Я жду, жду, но телефон отказывается заряжаться. Мои веки тяжелеют. Помню, как надоедал Кимберли, требуя, чтобы она купила новый телефон, такой, чтобы можно было нормально заряжать, но она так и не сподобилась. Итак, я сижу и жду.
Просыпаюсь как от толчка и понимаю, что опять лежу в кровати, с головой укрытый одеялом.
Я даже не помню, как снова лег.
Ругая себя на чем свет стоит, перекатываюсь на бок и протягиваю руку к телефону Кимберли, ощупываю тумбочку, осматриваю ее со всех сторон. Телефона нигде нет.

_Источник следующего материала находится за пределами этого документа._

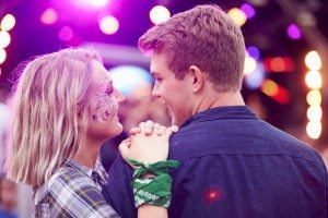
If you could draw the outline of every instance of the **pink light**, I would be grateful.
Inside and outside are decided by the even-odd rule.
[[[58,37],[63,41],[71,40],[73,38],[73,29],[69,26],[63,26],[58,33]]]
[[[247,19],[251,19],[255,15],[255,9],[248,3],[243,3],[241,10],[246,14]]]
[[[106,35],[115,34],[119,28],[119,22],[115,16],[107,15],[101,19],[99,28]]]
[[[55,24],[58,20],[58,14],[55,9],[47,9],[40,16],[40,21],[46,25]]]
[[[103,8],[108,4],[109,0],[75,0],[82,7]]]
[[[219,187],[208,187],[204,190],[202,197],[207,205],[211,205],[222,198],[222,191]]]
[[[300,28],[295,24],[289,25],[288,29],[288,35],[291,39],[300,39],[302,37]]]
[[[149,16],[153,24],[160,24],[162,22],[167,21],[171,17],[171,12],[166,7],[155,5],[149,12]]]

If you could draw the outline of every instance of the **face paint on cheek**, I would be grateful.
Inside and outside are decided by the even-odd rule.
[[[114,118],[118,110],[118,102],[110,94],[94,94],[91,99],[91,119],[94,122],[106,121]]]

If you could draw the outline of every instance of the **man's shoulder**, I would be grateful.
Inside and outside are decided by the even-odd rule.
[[[323,164],[309,145],[261,120],[192,123],[173,134],[169,145],[169,158],[178,160],[251,155],[290,156]]]

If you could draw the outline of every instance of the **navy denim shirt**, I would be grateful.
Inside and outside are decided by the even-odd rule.
[[[258,119],[246,106],[219,107],[187,120],[171,137],[169,217],[327,217],[327,169],[306,144]],[[131,169],[119,158],[103,194],[137,217]]]

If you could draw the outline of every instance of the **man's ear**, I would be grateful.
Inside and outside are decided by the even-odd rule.
[[[192,93],[199,92],[203,87],[204,73],[196,65],[189,66],[189,73],[191,75],[192,82]]]

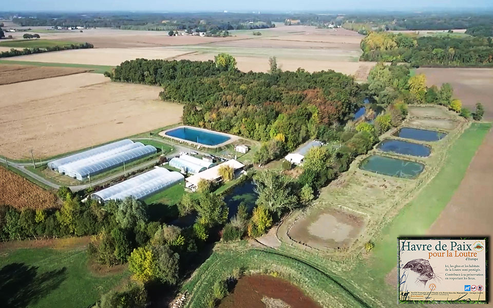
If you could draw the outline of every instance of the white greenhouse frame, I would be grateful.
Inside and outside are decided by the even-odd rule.
[[[82,181],[88,176],[96,175],[121,166],[124,163],[130,162],[157,152],[156,148],[151,145],[144,146],[141,143],[140,145],[137,144],[135,147],[110,156],[102,156],[98,160],[89,158],[60,166],[59,171]]]
[[[179,172],[156,167],[135,178],[94,192],[91,198],[100,202],[123,200],[130,196],[142,199],[173,186],[184,178]]]
[[[116,142],[112,142],[111,143],[99,146],[93,149],[55,159],[54,161],[49,162],[48,163],[48,167],[52,170],[58,170],[59,167],[63,165],[66,165],[67,164],[88,158],[100,153],[103,153],[126,145],[132,144],[134,142],[130,139],[124,139],[117,141]]]

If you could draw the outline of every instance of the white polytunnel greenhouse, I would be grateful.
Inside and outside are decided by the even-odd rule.
[[[194,175],[207,170],[207,168],[203,166],[197,165],[178,157],[172,158],[168,163],[172,167],[179,169],[182,172]]]
[[[196,157],[194,157],[193,156],[191,156],[190,155],[187,155],[186,154],[180,155],[180,159],[185,160],[187,162],[190,162],[191,163],[193,163],[197,165],[202,166],[203,167],[205,167],[207,169],[216,165],[216,164],[214,163],[210,163],[209,162],[202,160],[200,158],[197,158]]]
[[[89,158],[60,166],[59,172],[82,181],[88,176],[96,175],[121,166],[124,163],[129,163],[157,152],[156,148],[151,145],[144,145],[141,143],[140,145],[109,156],[102,156],[97,160]]]
[[[110,150],[116,149],[125,145],[132,144],[134,142],[130,139],[124,139],[123,140],[120,140],[116,142],[108,143],[108,144],[102,145],[101,146],[99,146],[93,149],[91,149],[90,150],[87,150],[87,151],[84,151],[83,152],[56,159],[49,162],[48,163],[48,167],[52,170],[58,170],[59,166],[62,166],[62,165],[66,165],[70,163],[97,155],[100,153],[106,152]]]
[[[92,199],[100,202],[123,200],[129,196],[142,199],[183,181],[180,172],[156,167],[150,171],[94,192]]]

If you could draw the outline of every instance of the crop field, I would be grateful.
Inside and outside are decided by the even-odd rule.
[[[86,308],[128,277],[92,273],[84,247],[2,251],[0,302],[7,307]]]
[[[409,118],[403,125],[409,125],[413,120],[423,120],[415,117],[415,114],[440,114],[444,111],[438,107],[410,108]],[[458,118],[448,112],[445,114],[451,120]],[[463,124],[458,126],[439,141],[426,143],[431,147],[432,155],[429,157],[406,157],[425,165],[424,171],[414,180],[365,171],[358,167],[365,157],[358,158],[349,171],[321,189],[316,204],[300,215],[292,215],[283,223],[278,230],[278,236],[300,248],[311,247],[336,258],[344,258],[357,252],[437,174],[443,164],[447,149],[460,135],[464,126]],[[387,132],[381,139],[392,133],[391,130]],[[375,153],[378,153],[376,149],[370,151],[368,156]],[[403,158],[396,154],[387,154],[396,158]],[[334,211],[342,211],[345,215],[326,216],[327,213]],[[325,228],[318,225],[324,222]],[[330,228],[327,227],[329,225]],[[335,247],[334,244],[336,244]]]
[[[83,68],[0,64],[0,85],[89,71]]]
[[[32,61],[93,65],[118,65],[137,58],[166,59],[185,52],[153,48],[89,48],[43,52],[5,58],[8,61]],[[13,62],[15,63],[15,62]]]
[[[8,60],[0,60],[0,64],[9,65],[30,65],[31,66],[43,66],[45,67],[71,67],[83,68],[88,71],[98,74],[103,74],[104,72],[111,71],[114,67],[106,65],[92,65],[90,64],[77,64],[73,63],[58,63],[56,62],[34,62],[32,61],[15,61],[12,62]]]
[[[0,154],[47,158],[179,122],[160,90],[90,73],[0,86]]]
[[[33,48],[37,47],[52,47],[53,46],[67,46],[74,44],[79,44],[77,42],[68,42],[66,41],[59,41],[57,40],[22,40],[15,41],[7,41],[0,42],[0,46],[5,47],[14,47],[18,48]]]
[[[481,103],[484,106],[484,119],[493,120],[493,69],[421,68],[416,72],[426,75],[428,86],[450,84],[454,96],[462,101],[463,106],[473,111],[476,103]]]
[[[0,166],[0,204],[40,209],[58,207],[56,203],[51,192]]]
[[[243,71],[269,69],[269,58],[277,57],[285,70],[298,68],[313,72],[332,69],[365,80],[375,65],[358,62],[359,43],[364,36],[344,29],[317,29],[305,26],[280,26],[253,30],[232,31],[227,37],[169,36],[166,31],[85,29],[79,31],[47,32],[46,40],[88,42],[96,47],[9,57],[8,61],[57,63],[116,66],[125,60],[149,59],[214,60],[220,52],[236,58]],[[14,32],[15,34],[15,32]]]

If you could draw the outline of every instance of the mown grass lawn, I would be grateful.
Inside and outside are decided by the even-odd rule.
[[[37,47],[43,48],[45,47],[52,47],[53,46],[67,46],[71,45],[81,44],[75,42],[67,41],[59,41],[57,40],[22,40],[20,41],[8,41],[0,43],[0,46],[3,47],[16,47],[20,48],[33,48]]]
[[[86,308],[129,275],[126,271],[99,277],[92,273],[83,247],[3,251],[0,257],[0,305]]]

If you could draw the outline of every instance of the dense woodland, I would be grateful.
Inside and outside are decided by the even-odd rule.
[[[371,32],[361,43],[361,60],[400,62],[413,66],[491,66],[490,37],[421,36]]]

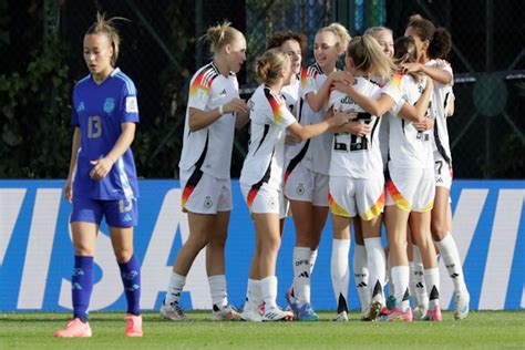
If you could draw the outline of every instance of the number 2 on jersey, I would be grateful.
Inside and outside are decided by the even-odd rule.
[[[97,138],[102,135],[102,119],[92,115],[87,119],[87,138]]]

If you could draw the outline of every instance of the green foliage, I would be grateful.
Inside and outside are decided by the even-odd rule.
[[[68,171],[71,80],[64,49],[50,38],[25,71],[0,75],[0,177],[63,177]]]

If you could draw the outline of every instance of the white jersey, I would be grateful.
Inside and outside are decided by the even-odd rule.
[[[299,100],[299,79],[294,80],[289,85],[282,86],[280,94],[285,99],[288,111],[296,115],[297,101]]]
[[[259,85],[249,101],[250,142],[239,182],[282,189],[286,128],[297,123],[281,95]]]
[[[435,60],[426,62],[425,65],[436,68]],[[445,63],[441,66],[442,71],[449,72],[451,75],[452,68]],[[434,81],[434,92],[432,96],[432,112],[435,116],[434,132],[432,134],[432,143],[434,152],[439,152],[446,163],[452,164],[452,153],[449,141],[449,128],[446,126],[446,107],[450,103],[452,94],[453,81],[449,84],[441,84]]]
[[[184,125],[184,143],[178,166],[187,171],[193,166],[216,178],[229,179],[234,146],[235,115],[224,114],[198,131],[188,126],[189,109],[210,111],[239,96],[237,76],[222,75],[215,64],[206,64],[195,73],[189,85],[189,99]]]
[[[328,112],[328,103],[326,103],[319,112],[313,112],[306,101],[306,95],[310,92],[317,92],[326,80],[327,75],[317,63],[301,70],[299,87],[300,100],[298,103],[297,119],[302,125],[320,123],[325,119],[325,115]],[[289,146],[286,154],[287,161],[300,161],[301,164],[310,171],[328,175],[332,138],[333,135],[331,133],[322,133],[309,141]],[[297,157],[301,158],[298,159]]]
[[[419,132],[411,121],[399,116],[403,103],[414,105],[425,85],[424,76],[420,83],[416,83],[411,75],[397,73],[382,90],[382,93],[395,101],[395,106],[389,112],[391,114],[389,117],[389,164],[395,167],[429,168],[434,166],[431,132]]]
[[[353,86],[360,93],[378,100],[381,89],[367,79],[359,76]],[[330,161],[330,176],[350,176],[354,178],[377,178],[383,176],[383,163],[379,147],[380,119],[370,115],[349,95],[333,90],[328,102],[333,112],[354,111],[358,120],[372,127],[369,135],[359,137],[349,133],[336,134]]]

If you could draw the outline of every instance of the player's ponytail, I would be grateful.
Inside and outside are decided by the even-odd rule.
[[[220,52],[226,44],[231,44],[243,33],[231,27],[230,22],[209,27],[202,39],[209,42],[209,51],[214,54]]]
[[[415,41],[412,37],[398,38],[394,43],[394,52],[393,59],[398,65],[418,62],[418,47],[415,47]],[[421,81],[421,73],[410,73],[410,75],[412,75],[416,83]]]
[[[356,69],[383,80],[390,79],[395,65],[383,53],[383,49],[372,35],[354,37],[347,50]]]
[[[115,21],[117,20],[128,21],[127,19],[122,18],[122,17],[113,17],[106,20],[105,13],[97,12],[96,22],[91,24],[91,27],[85,32],[85,35],[91,35],[91,34],[106,35],[107,40],[111,43],[111,47],[113,48],[113,56],[111,58],[112,66],[116,65],[116,60],[119,59],[119,52],[121,48],[121,35],[119,35],[119,32],[114,25]]]
[[[272,84],[279,78],[279,73],[290,64],[290,59],[280,49],[270,49],[257,58],[254,71],[261,84]]]
[[[330,25],[323,27],[317,31],[317,33],[321,32],[331,32],[336,35],[339,54],[343,54],[344,51],[347,51],[351,37],[344,25],[333,22]]]

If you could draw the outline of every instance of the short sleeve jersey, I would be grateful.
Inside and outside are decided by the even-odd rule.
[[[313,112],[306,100],[306,95],[311,92],[317,92],[325,81],[327,75],[322,72],[319,64],[313,63],[301,70],[301,81],[299,86],[299,105],[298,120],[302,125],[320,123],[328,112],[328,103],[319,112]],[[328,101],[327,101],[328,102]],[[333,135],[331,133],[322,133],[309,141],[307,153],[305,154],[301,164],[315,173],[328,175],[330,167],[330,154]],[[286,157],[294,158],[305,146],[305,142],[290,146],[287,150]]]
[[[411,75],[394,74],[382,90],[382,93],[390,95],[395,102],[395,106],[389,112],[389,164],[397,167],[433,167],[431,132],[419,132],[411,121],[399,115],[404,102],[412,105],[418,102],[425,85],[424,78],[416,83]]]
[[[73,90],[71,125],[82,132],[73,195],[93,199],[119,200],[137,198],[135,161],[130,148],[115,162],[101,181],[90,176],[92,161],[111,152],[122,133],[123,123],[138,123],[136,89],[133,81],[119,68],[101,84],[90,74]]]
[[[367,79],[359,76],[353,86],[360,93],[378,100],[381,89]],[[349,95],[337,90],[330,93],[329,106],[337,111],[354,111],[358,120],[371,126],[364,137],[349,133],[336,134],[330,161],[330,176],[350,176],[356,178],[377,178],[383,174],[381,151],[379,147],[380,119],[367,113]]]
[[[184,142],[178,166],[188,171],[197,166],[203,173],[229,179],[234,146],[235,114],[226,113],[197,131],[189,130],[189,109],[210,111],[239,96],[234,73],[224,76],[212,62],[195,73],[189,85],[189,97],[184,125]]]
[[[428,66],[436,66],[436,61],[432,60],[426,63]],[[450,64],[445,63],[441,66],[442,71],[453,74]],[[432,114],[435,116],[434,131],[432,133],[432,142],[434,152],[437,151],[441,156],[449,163],[452,163],[452,154],[449,141],[449,128],[446,126],[446,107],[452,94],[453,82],[441,84],[434,81],[434,90],[432,96]]]
[[[297,123],[285,100],[269,86],[259,85],[249,101],[250,142],[240,172],[240,183],[249,186],[267,183],[281,189],[285,165],[286,128]]]

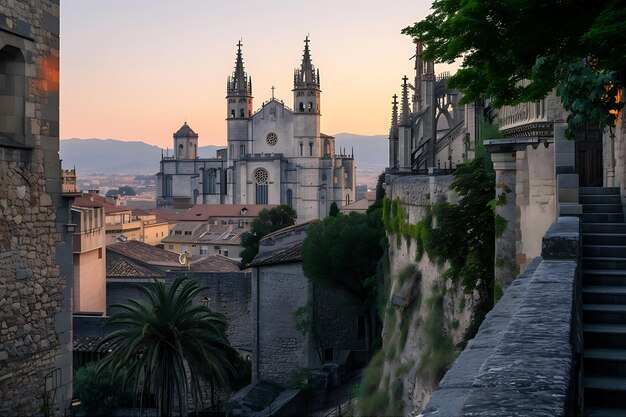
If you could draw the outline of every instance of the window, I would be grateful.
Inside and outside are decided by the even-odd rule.
[[[254,171],[254,182],[256,183],[256,204],[267,204],[269,174],[263,168]]]
[[[365,316],[359,316],[356,320],[356,337],[359,340],[365,339]]]
[[[10,45],[0,49],[0,74],[0,139],[28,145],[24,134],[26,67],[20,49]]]

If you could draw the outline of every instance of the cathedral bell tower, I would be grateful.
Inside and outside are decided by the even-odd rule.
[[[174,158],[196,159],[198,157],[198,134],[187,122],[174,133]]]
[[[252,152],[252,78],[243,68],[241,41],[237,43],[235,71],[226,83],[228,161]]]
[[[304,53],[300,69],[293,75],[294,140],[299,156],[321,157],[320,143],[320,73],[311,62],[309,37],[304,40]]]

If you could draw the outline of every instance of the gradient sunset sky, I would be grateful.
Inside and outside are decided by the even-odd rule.
[[[400,31],[429,7],[420,0],[64,0],[61,138],[171,147],[186,119],[200,146],[224,145],[237,42],[253,109],[270,99],[272,85],[292,107],[307,34],[320,71],[322,131],[387,134],[391,96],[413,73],[414,45]]]

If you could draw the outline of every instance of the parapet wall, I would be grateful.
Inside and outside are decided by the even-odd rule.
[[[581,392],[580,224],[561,217],[421,416],[572,416]]]

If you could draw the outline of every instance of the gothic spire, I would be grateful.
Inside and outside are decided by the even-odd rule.
[[[315,71],[315,67],[311,62],[311,52],[309,51],[309,37],[304,39],[304,53],[302,54],[302,64],[300,69],[295,70],[294,86],[295,87],[315,87],[319,88],[319,71]]]
[[[391,108],[391,127],[389,128],[389,138],[397,138],[398,137],[398,95],[393,95],[393,101],[391,102],[393,105]]]
[[[243,56],[241,53],[241,41],[237,42],[237,59],[235,60],[235,71],[228,77],[228,95],[248,95],[252,94],[252,77],[248,76],[243,68]]]
[[[402,77],[402,115],[400,116],[400,124],[408,126],[411,124],[411,109],[409,108],[409,79],[405,75]]]

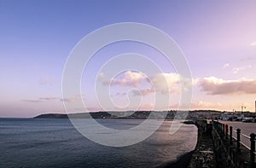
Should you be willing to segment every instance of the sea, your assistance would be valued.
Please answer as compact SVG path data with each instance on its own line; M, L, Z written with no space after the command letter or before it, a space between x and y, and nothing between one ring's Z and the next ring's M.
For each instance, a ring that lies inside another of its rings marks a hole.
M98 122L119 129L142 121ZM152 136L137 144L108 147L84 137L68 119L0 119L0 167L161 166L194 150L196 145L195 125L183 125L171 135L172 122L165 121Z

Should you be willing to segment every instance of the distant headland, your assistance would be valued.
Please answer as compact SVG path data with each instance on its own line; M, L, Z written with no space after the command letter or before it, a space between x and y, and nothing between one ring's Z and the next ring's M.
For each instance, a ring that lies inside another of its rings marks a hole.
M189 114L184 111L127 111L127 112L90 112L82 113L45 113L33 119L146 119L150 115L151 119L217 119L221 116L221 111L215 110L195 110L189 111Z

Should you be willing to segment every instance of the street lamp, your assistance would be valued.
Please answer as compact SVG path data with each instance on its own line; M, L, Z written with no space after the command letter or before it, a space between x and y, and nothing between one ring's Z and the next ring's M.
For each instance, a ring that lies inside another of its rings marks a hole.
M243 106L243 105L241 105L241 112L242 113L242 111L243 111L243 108L247 108L245 106Z

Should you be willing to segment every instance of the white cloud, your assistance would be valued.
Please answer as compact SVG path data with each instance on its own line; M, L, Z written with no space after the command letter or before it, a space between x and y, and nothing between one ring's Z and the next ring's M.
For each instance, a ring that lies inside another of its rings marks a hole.
M255 94L256 78L224 80L215 77L204 78L200 86L207 95Z
M230 65L229 63L225 63L224 66L223 66L223 68L226 68L226 67L229 67Z
M253 42L253 43L251 43L251 46L256 46L256 41L255 41L255 42Z
M162 94L180 94L183 91L187 91L189 87L195 85L198 81L199 79L183 78L181 75L172 72L161 72L147 78L142 72L127 71L123 74L122 78L105 80L102 82L102 84L136 87L139 89L139 90L133 91L134 96L146 96L155 92ZM145 86L143 84L146 84L147 88L142 89L142 87ZM151 87L148 88L148 84L151 85Z
M146 76L142 72L126 71L121 78L111 78L102 82L104 85L123 85L137 87L145 81Z

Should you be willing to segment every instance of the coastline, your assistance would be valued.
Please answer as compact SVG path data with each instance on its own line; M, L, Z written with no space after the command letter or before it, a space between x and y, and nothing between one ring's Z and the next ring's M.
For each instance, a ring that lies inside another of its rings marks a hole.
M195 150L182 154L175 161L159 165L156 168L186 168L190 163Z

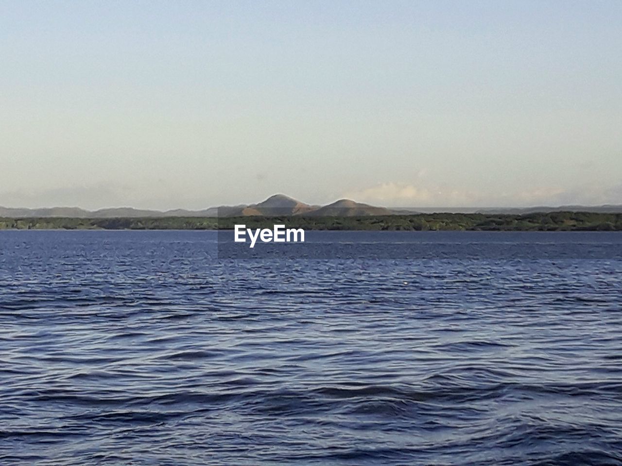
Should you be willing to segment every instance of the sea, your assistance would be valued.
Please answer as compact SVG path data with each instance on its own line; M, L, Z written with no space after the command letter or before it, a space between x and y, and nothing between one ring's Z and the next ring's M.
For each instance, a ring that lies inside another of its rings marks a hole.
M0 232L0 464L622 464L622 233L307 235Z

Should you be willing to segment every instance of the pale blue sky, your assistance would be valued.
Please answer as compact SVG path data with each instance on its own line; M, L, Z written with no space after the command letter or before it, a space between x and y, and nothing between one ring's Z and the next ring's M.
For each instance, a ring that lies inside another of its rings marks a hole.
M0 1L0 205L622 203L622 2Z

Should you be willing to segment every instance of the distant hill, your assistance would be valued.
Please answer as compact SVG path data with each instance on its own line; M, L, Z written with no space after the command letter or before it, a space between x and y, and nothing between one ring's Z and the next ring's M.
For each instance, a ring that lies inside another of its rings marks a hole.
M306 215L313 217L362 217L368 215L391 215L392 213L384 207L374 207L349 199L341 199L307 212Z
M165 211L134 209L131 207L111 208L88 211L77 207L52 207L25 209L0 207L0 217L6 218L162 218L168 217L248 217L300 216L312 217L354 217L366 216L404 215L417 213L457 212L524 215L548 212L590 212L622 213L622 205L535 206L529 208L399 208L388 209L342 199L326 206L315 206L298 201L285 194L277 194L257 204L210 207L198 211L175 209Z

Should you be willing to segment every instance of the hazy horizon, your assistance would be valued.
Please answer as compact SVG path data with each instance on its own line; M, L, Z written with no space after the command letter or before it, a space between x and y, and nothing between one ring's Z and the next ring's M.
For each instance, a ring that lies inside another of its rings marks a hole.
M5 2L0 206L622 204L622 2Z

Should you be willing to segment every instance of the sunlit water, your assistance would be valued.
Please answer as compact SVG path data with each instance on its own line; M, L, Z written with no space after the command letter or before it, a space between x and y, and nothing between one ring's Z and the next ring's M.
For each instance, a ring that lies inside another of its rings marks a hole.
M564 248L588 234L622 246ZM223 261L215 235L0 232L0 464L622 462L622 261Z

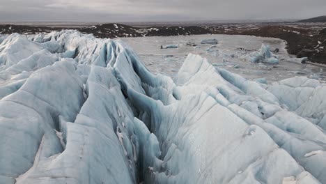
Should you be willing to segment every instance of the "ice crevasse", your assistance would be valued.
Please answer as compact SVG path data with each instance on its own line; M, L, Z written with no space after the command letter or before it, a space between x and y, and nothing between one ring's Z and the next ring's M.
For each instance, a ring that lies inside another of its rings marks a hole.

Неужели я отключил его от сети, будучи в полубессознательном состоянии?
Перегибаюсь через край кровати, оглядываю пол, и тут кровь приливает к моей голове, так что шрам отдается болью. Пометка на будущее: мой мозг еще не готов к таким резким движениям.
На полу ничего нет.
В смысле, там валяется пачка печенья «Поп-тартс», а телефона нет.
Выбираюсь из постели, осматриваю письменный стол в поисках сумочки Кимберли, но… ее там нет. Место, где она лежала вечером, пусто.
Бессмыслица какая-то.
Медленно поворачиваюсь к шкафу. Вообще-то, если подумать хорошенько, бессмыслица – это если бы сумочка действительно лежала на столе. Я не клал ее на стол, сумочка по-прежнему…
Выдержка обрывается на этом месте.